Title: 

APD 010664

Significant Decision

Date: 

April 30, 2001

Issues: 

Dispute of DD IR, Extent of Injury

Table of Contents

APD 010664

This appeal arises pursuant to the Texas Workers’ Compensation Act, TEX. LAB.

CODE ANN. § 401.001 et seq. (1989 Act). A contested case hearing was held on March 12, 2001. The hearing officer resolved the disputed issues by deciding that the compensable injury sustained by the appellant (claimant) on _________, does not include an injury to the cervical spine and that the claimant’s impairment rating (IR) is 0% as certified by the designated doctor chosen by the Texas Workers’ Compensation Commission (Commission). The claimant appealed and the respondent (carrier) responded.

DECISION

As reformed herein, the hearing officer’s decision is affirmed.

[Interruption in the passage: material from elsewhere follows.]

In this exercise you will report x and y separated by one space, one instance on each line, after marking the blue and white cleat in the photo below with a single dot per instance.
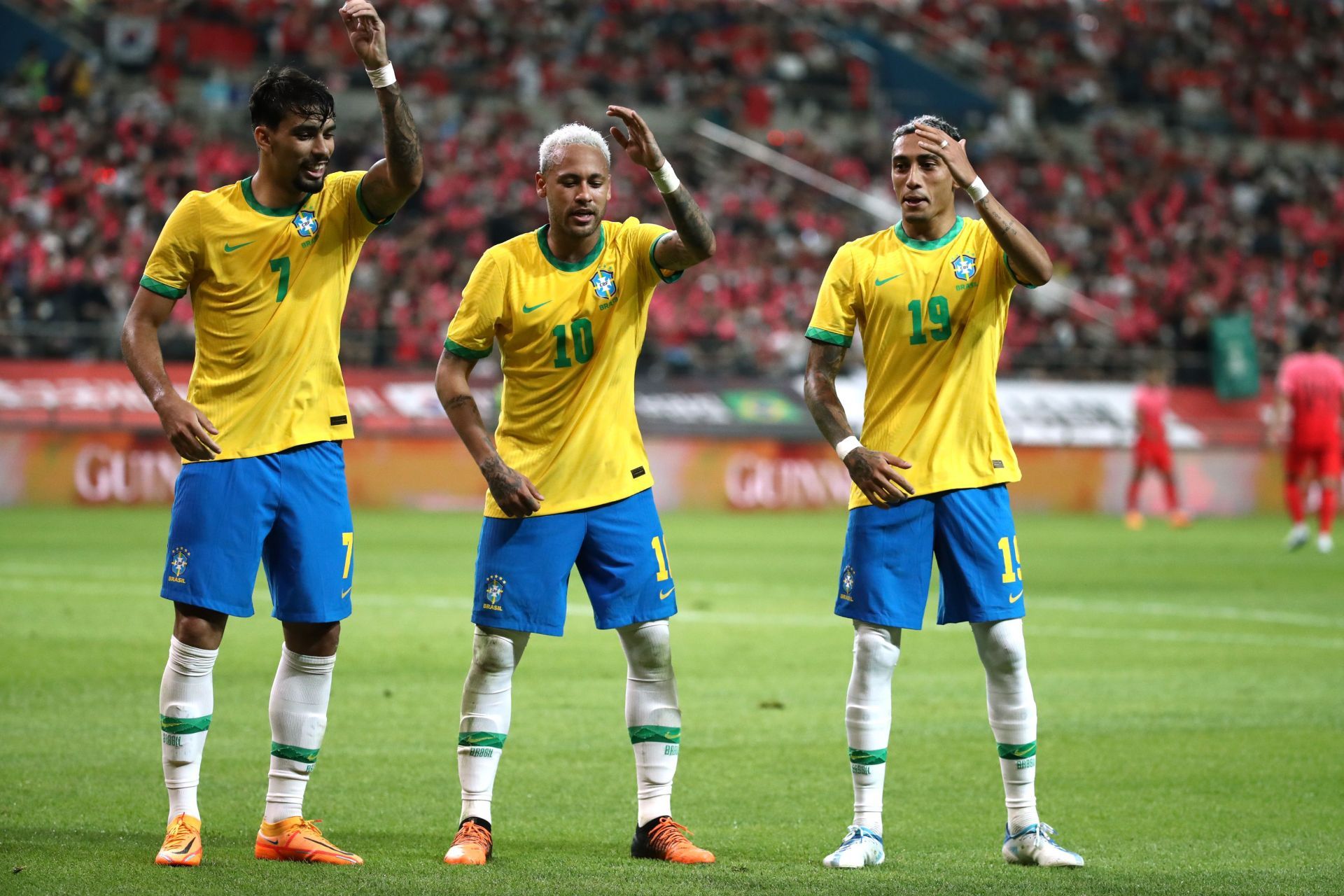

Stipulation 1(I) is reformed as follows to reflect the actual stipulation of the parties: “On September 28, 2000, Dr. J, the designated doctor, assigned a 0% [IR].”

The hearing officer did not err in determining that the claimant’s compensable injury of _________, does not include an injury to the cervical spine. The parties stipulated that on _________, the claimant sustained a compensable injury to his right jaw. The claimant testified that on _________, while performing his work duties, he was struck in the jaw and clavicle (collarbone) by a metal pipe. He underwent surgery for his jaw fracture and was also diagnosed as having a contusion of his right collarbone. He was noted to have normal range of motion of his neck in April 2000. The claimant said that two or three weeks after his work-related injury, he began feeling right-sided neck pain. Conflicting evidence was presented regarding the extent-of-injury issue. The hearing officer is the sole judge of the weight and credibility of the evidence. Section 410.165(a). The hearing officer’s decision that the claimant’s compensable injury does not include an injury to his neck is supported by sufficient evidence and is not so against the great weight and preponderance of the evidence as to be clearly wrong and unjust.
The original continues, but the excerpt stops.